Distributed System – Thrashing in Distributed Shared Memory
In this article, we are going to understand Thrashing in a distributed system. But before that let us understand what a distributed system is and why thrashing occurs. In naive terms, a distributed system is a network of computers or devices which are at different places and linked together. Each one of these distributed computers shares the same state. Let say if we have opened a bank account in the Delhi branch in ABC bank. Then this account will be reflected in all the branches of the ABC branch present in every part of the country and world.

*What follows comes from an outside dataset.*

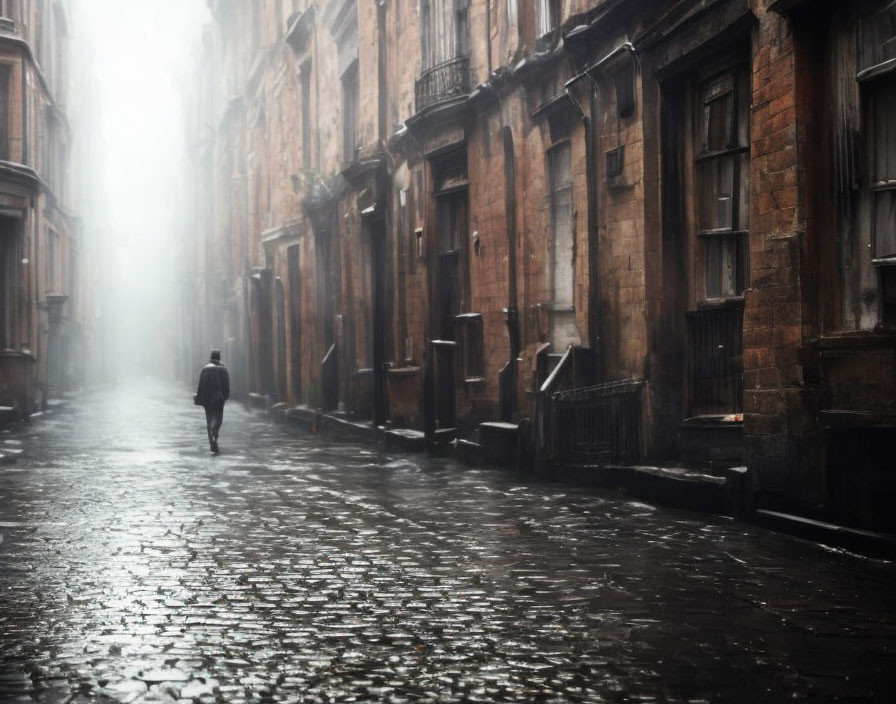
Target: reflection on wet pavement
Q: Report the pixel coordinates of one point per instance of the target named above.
(136, 567)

In earlier times, there was a single machine to save the database. But now due to distributed system, we can save information on any device- and it and changes will be done everywhere. Thus we can see how important a distributed system is as all our information is stored in it. For inter-process communication, shared memory is frequently utilized. Distributed shared memory is used to allow applications on separate computers to work together and share memory. Distributed shared memory might experience ‘Thrashing’. Although multiple tasks modify distinct pieces of data, the majority of work is consumed on data synchronization. The result is that the advancement made by each process is very little.
One of the most significant and unresolved issues is concurrent program scheduling. The pertinent question is – How to properly utilize idle resources and how to equally share the machine across the activities? Local scheduling of processes is an easy and scalable solution. In this scheduling, every workstation plans its activities separately. In a distributed system, however, synchronized coordination of concurrent work all over the nodes of a multiprocessor is also required. Because of CPU thrashing, the processes that make up a parallel work may experience significant communication latencies if they are not co-scheduled. Thrashing can result in excessive transmission delays. It can lead to poor efficiency if scheduling is not synchronized. With connecting devices by high-speed networks with delays in microseconds, the co-scheduling ability seems an essential element in determining throughput.

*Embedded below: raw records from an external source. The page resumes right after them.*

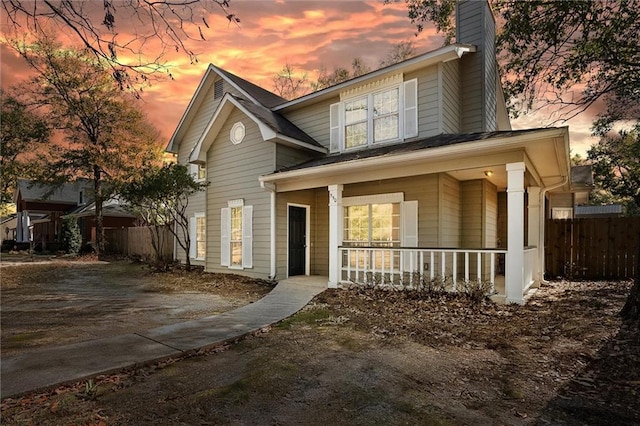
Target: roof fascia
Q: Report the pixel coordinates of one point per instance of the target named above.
(291, 141)
(187, 117)
(444, 54)
(223, 75)
(199, 153)
(462, 149)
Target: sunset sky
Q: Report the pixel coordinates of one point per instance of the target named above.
(305, 34)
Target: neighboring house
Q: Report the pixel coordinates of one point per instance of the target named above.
(41, 208)
(8, 225)
(410, 170)
(114, 216)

Thrashing is a process that occurs when the system spends a major portion of time transferring shared data block blocks from one node to another in comparison with the time spent on doing the useful work of executing the application process. If thrashing is not handled carefully it degrades system performance considerably.
Situations that can cause thrashing:
- Ping pong effect- It occurs when processes make interleaved data access on two or more nodes it may cause a data block to move back and forth from one node to another in quick succession known as the ping-pong effect,
- When the blocks having read-only permission are repeatedly invalidated after they are replicated. It is caused due to poor locality of reference.

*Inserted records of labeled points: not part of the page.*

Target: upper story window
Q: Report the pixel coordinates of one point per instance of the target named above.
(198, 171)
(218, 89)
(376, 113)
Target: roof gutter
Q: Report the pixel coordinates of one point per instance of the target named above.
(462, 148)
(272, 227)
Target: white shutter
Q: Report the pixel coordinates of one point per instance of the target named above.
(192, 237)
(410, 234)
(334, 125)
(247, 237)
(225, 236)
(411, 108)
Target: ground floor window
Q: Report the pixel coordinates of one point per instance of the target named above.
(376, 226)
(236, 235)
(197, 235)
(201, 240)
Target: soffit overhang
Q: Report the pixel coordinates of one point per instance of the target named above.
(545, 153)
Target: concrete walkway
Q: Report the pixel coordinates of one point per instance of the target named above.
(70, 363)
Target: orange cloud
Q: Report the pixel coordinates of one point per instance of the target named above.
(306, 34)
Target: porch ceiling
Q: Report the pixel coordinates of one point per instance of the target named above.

- When data is being modified by multiple nodes at the same instant.
How to control Thrashing?
1. Providing application-controlled locks
- Data is locked for a short period of time to prevent nodes from accessing data and thus will prevent thrashing.
- For this method, an application-controlled lock can be associated with each data block.
2. Nailing a block to the node for a minimum amount of time(t):
- A block is disallowed to be taken away from a node until a minimum amount of time(t) passes after it has been allocated to the node.
- On the basis of past access patterns, time t can be fixed statically or dynamically
- The problem with this method is fixing the value for t
- There are two ways to tune the value of t. They are as follows:
- Based on the past access pattern of the block- the value of t can be tuned. And,
- Based on the length of the queue of processes waiting to access that block.
3. Tailoring the coherence algorithm to the shared data usage patterns
- Different coherence protocols for shared data having different characteristics can be used to minimize thrashing.